Article

Traditional Dietary Advice Optimal as an Irritable Bowel Syndrome Therapy

Author(s):

Participants found the traditional dietary advice cheaper, easier to follow, and less time-consuming to shop than the gluten-free or low FODMAP diets.

A traditional diet might be the best option for patients with non-constipated irritable bowel syndrome (IBS).

A team, Anupam Rej, Academic Unit of Gastroenterology, Sheffield Teaching Hospitals NHS Foundation Trust, compared traditional dietary advice against the low FODMAP diet and gluten-free diet.

Diets

Different diets have been utilized as therapeutic options for non-constipated IBS. However, there remains a lack of sufficient and quality evidence on the efficacy on a lot of these diets.

In the study, the investigators examined patients with Rome IV-defined non-constipated IBS to be treated with either traditional dietary advice, the low FODMAP diet, or the gluten-free diet.

The investigators sought primary endpoints of the clinical response following 4 weeks of dietary intervention, defined by at least a 50 point reduction in the IBS symptom severity score (IBS-SSS).

Some secondary endpoints included changes in individual IBS-SSS items within clinical responders, acceptability and food-related quality of life with dietary therapy, changes in nutritional intake, alterations in stool dysbiosis index, and baseline factors associated with clinical response.

Results

The results show 42% (n = 14) of the traditional dietary advice group met the primary endpoint, compared to 55% (n = 18) of the low FODMAP group and 58% (n = 19) of the gluten-free diet group (P = 0.43).

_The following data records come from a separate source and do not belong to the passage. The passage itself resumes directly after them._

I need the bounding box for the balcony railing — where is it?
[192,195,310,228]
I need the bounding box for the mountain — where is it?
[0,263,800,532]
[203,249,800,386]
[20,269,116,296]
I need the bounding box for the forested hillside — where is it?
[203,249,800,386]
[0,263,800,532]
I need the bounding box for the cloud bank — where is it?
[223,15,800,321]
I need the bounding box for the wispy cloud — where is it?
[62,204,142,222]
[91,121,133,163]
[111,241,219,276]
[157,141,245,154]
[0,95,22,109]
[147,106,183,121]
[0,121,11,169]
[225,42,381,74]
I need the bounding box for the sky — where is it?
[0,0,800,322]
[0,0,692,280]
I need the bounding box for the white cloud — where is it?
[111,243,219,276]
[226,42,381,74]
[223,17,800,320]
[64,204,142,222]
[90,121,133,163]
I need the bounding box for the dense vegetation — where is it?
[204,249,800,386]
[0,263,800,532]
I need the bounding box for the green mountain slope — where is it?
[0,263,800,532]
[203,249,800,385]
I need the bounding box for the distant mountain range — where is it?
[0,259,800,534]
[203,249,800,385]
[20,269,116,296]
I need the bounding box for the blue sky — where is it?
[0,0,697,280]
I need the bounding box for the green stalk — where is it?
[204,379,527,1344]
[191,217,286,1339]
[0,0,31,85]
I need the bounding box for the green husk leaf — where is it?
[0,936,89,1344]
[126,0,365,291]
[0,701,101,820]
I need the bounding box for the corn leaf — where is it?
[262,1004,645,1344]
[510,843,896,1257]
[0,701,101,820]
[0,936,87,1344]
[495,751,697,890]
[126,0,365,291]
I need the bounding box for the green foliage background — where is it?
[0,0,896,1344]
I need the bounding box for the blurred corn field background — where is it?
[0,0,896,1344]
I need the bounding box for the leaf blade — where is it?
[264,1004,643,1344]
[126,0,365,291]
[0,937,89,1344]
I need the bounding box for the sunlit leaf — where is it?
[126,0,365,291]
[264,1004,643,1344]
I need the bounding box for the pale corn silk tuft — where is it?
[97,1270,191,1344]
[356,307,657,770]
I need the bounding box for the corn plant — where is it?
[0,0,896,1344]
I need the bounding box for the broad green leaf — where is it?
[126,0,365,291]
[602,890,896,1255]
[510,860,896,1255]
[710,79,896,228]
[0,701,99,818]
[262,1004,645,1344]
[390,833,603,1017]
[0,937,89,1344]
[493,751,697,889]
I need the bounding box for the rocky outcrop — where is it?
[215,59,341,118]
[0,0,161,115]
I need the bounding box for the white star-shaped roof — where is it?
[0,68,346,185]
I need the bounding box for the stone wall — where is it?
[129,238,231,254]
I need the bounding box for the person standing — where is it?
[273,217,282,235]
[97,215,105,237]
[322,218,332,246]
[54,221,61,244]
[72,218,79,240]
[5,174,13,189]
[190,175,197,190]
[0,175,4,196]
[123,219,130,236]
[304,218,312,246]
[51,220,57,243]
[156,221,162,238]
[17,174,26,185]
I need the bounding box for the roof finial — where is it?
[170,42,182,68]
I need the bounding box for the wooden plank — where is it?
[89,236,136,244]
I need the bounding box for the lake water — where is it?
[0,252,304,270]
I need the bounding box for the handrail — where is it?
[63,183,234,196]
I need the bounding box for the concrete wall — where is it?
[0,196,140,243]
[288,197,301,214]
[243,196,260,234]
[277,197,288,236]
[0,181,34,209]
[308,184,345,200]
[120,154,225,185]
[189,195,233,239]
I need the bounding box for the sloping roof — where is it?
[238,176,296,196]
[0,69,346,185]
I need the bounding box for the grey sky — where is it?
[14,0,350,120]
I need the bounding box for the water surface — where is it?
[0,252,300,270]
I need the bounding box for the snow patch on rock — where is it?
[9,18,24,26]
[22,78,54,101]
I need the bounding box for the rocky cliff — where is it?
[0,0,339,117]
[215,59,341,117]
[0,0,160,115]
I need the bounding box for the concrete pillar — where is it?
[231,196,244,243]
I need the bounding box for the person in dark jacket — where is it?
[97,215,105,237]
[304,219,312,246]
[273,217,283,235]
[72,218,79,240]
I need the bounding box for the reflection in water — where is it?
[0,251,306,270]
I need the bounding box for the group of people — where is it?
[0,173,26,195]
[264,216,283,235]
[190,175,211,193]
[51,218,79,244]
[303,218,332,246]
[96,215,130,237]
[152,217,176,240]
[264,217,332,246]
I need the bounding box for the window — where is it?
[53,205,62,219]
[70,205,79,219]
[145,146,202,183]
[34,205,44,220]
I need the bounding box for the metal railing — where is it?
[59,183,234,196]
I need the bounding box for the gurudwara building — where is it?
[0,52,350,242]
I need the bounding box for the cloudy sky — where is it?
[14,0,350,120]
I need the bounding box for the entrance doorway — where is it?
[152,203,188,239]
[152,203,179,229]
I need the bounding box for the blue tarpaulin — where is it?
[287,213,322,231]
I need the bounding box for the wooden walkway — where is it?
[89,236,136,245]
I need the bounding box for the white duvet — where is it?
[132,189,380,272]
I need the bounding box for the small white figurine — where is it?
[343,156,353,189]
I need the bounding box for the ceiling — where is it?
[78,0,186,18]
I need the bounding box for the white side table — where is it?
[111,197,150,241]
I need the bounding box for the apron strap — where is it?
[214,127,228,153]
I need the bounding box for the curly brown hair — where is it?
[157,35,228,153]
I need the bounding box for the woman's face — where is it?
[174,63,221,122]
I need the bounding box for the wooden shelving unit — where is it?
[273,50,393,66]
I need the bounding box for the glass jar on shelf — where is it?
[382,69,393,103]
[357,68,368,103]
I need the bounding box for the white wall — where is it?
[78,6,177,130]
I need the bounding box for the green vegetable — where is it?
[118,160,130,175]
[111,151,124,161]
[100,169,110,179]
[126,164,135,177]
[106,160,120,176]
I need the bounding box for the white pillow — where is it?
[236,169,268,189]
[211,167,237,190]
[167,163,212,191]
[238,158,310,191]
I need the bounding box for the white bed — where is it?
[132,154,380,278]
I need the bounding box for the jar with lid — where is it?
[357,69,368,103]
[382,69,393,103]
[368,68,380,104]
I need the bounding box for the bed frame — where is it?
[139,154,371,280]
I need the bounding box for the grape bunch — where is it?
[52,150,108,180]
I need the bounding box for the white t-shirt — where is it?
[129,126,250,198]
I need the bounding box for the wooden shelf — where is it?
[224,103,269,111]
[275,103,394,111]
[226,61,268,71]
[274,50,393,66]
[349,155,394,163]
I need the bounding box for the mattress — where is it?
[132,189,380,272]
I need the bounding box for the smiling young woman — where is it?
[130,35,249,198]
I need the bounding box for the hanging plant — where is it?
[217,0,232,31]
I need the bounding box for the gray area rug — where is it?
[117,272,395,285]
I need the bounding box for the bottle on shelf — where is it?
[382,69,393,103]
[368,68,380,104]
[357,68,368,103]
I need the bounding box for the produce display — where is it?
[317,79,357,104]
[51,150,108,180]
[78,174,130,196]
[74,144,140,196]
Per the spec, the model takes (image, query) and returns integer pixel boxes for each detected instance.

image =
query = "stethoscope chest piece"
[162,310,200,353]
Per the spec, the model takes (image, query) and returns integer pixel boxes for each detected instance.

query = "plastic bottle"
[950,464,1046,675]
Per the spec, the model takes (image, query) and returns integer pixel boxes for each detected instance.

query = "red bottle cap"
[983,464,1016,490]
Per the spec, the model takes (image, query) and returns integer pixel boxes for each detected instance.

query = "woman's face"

There was a similar improvement in IBS-SSS items regardless of the allocated diets.

However, there are some financial and other incentives for the different diets.

Overall, traditional dietary advice was cheaper (P <0.01), less time-consuming to shop (P <0.01), and easier to follow when eating out (P = 0.03) than the other 2 diets.

Traditional dietary advice was also easier to incorporate into daily life than the low FODMAP diet (P = 0.02).

There was a greater reduction in total FODMAP content in the low FODMAOP group (27.7g /day pre-intervention to 7.6 g/day at week 4) compared with the gluten-free diet (27.4/g/day to 22.4g/day) and traditional dietary advice (24.9 g/day to 15.2 g/day) groups (p <0.01).

In addition, reductions in micro- and macro-nutrient intake did not significantly differ between the 3 diets.

Also, alterations in stool dysbiosis index were similar between the diets, with 22-29% showing reduced dysbiosis, 35-39% no change, and 35-40% increased dysbiosis (P = 0.99). Baseline clinical characteristics and stool dysbiosis index did not predict a clinical response to dietary therapy.

“TDA, LFD and GFD are effective approaches in non-constipated IBS, but TDA is the most patient-friendly in terms of cost and convenience,” the authors wrote. “We recommend TDA as the first-choice dietary therapy in non-constipated IBS, with an LFD and GFD reserved according to specific patient preferences and specialist dietetic input.”

The study, “Efficacy and Acceptability of Dietary Therapies in Non-Constipated Irritable Bowel Syndrome: A Randomized Trial of Traditional Dietary Advice, the Low FODMAP Diet and the Gluten-Free Diet,” was published online in Clinical Gastroenterology and Hepatology.